All this at risk, and I was selling something that didn’t exist yet.

I was selling air.

Selling air

VeloCity was a weird duck. It was part of a university, but not part of a Faculty or academic unit. It sat on the boundary between the institution and the startup community. It wasn’t something anyone else was doing, so it was going to need a powerful message – a compelling brand – that both explained the concept and motivated people to get involved.

The messaging was simple and hinged on the concepts of potential and possibility:

“Imagine 70 of Waterloo’s most talented, creative and entrepreneurial students living and working together on the next big thing.”

The message resonated with both students and partners alike. The downside was that some students were intimidated by this message (“Well I’m not good enough to be one of the 70 best…I won’t apply because I don’t belong”).

Impact, the student entrepreneurship group, mobilized their crew to help get the word out among students. We blitzed campus with posters, set up booths in high traffic areas, and did presentations in key classes. I spoke with a few high profile companies and they liked the concept, so I convinced them to be “partners”, although I had no idea what that meant.

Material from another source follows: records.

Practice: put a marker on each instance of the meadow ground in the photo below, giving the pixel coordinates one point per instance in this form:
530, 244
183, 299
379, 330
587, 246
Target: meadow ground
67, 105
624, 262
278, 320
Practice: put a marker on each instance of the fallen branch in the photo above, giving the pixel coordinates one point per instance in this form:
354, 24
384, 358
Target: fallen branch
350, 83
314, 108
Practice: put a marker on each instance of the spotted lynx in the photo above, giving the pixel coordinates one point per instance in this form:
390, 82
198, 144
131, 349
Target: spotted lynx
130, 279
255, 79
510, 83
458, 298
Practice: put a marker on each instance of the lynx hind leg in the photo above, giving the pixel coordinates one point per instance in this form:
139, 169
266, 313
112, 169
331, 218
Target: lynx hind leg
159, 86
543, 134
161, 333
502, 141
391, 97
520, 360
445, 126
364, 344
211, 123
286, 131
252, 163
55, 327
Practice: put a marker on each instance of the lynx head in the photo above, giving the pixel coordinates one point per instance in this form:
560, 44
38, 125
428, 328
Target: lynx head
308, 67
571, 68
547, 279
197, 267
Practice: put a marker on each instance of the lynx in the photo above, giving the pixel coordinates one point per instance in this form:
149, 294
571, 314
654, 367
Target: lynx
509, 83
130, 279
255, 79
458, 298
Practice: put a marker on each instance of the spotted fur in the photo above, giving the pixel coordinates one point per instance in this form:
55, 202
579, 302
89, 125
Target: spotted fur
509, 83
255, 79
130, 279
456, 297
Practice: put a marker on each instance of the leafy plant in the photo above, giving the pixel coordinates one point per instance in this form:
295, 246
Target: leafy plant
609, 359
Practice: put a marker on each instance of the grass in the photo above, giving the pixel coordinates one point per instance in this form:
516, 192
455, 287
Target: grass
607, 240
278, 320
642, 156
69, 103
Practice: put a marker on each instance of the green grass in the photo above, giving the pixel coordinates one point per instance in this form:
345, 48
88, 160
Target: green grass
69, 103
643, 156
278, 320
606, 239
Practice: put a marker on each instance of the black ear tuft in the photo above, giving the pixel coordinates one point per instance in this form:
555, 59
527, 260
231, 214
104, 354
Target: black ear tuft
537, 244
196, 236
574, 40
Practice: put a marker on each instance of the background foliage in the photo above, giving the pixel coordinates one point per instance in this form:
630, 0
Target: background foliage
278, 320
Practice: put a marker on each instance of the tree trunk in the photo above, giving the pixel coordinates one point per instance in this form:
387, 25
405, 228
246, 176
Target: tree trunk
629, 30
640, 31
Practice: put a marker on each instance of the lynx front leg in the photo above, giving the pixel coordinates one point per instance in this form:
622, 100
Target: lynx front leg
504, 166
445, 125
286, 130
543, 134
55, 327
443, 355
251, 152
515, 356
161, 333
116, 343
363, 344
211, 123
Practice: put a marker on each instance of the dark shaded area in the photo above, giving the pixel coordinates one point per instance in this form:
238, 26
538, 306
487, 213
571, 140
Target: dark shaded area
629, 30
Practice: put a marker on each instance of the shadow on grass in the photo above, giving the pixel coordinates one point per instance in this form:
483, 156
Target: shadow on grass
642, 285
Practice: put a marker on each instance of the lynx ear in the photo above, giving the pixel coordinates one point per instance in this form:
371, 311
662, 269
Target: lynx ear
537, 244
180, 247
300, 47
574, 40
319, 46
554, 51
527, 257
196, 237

But what I did know was that having Google, Apple, RIM and Microsoft logos on our site from day one gave us immediate credibility.

What’s in a name?

Names were kicked around within the department I was overseeing at the time, now known as “Creative Services”, uWaterloo’s in-house design agency. (And a quick shout out to Christine Goucher, Melissa Martinez and Sara LeBlanc, who created the VeloCity identity).

“Powerhouse”. “Goldmine”. “The Hive”. “Velocity House”.


Just: “Velocity”.

And let’s design it in away that “city” stands out. Because we want to evoke a sense of action AND a sense of place.



The launch and the beginning

On the day of our launch in September 2008, in true startup fashion, the scaffolding from residence renovations was removed just minutes from the start of our open house. The first cohort included Eric Migicovsky, founder of Pebble. The following term, Ted Livingston, founder of Kik, was a resident.

It wasn’t always smooth sailing in the beginning, but we improved the program every term. I realized I wasn’t the right person to run the program, and handed the reigns over to Jesse Rodgers in 2010. He was instrumental in securing funding from the Ontario Centres of Excellence. He also facilitated an unbelievably generous donation from Ted Livingston in 2011 and pushed for us to establish a presence at the Communitech Hub when it opened.

Onwards and upwards

Over the past year (with incredible support from the university, our students, alumni, Communitech, OCE, the Accelerator Centre, and the startup community) director Mike Kirkup (brought on in January 2012), operations manager Nancy Heide and the VeloCity team have taken the program to new heights, launching our highly successful Garage and Campus programs.

More exciting things are on the horizon, and I couldn’t be more pleased to have VeloCity as part of the Student Success Office, where I am director. My role has shifted to clear obstacles (and sometimes myself) out of the way so that VeloCity can continue to flourish.

It’s fitting that we launched just days before Lehman Brothers collapsed and the global financial crisis hit. Because to me, VeloCity served as one very small example of how future economies should be built – by enabling talented people to build things of lasting value through innovation and entrepreneurship.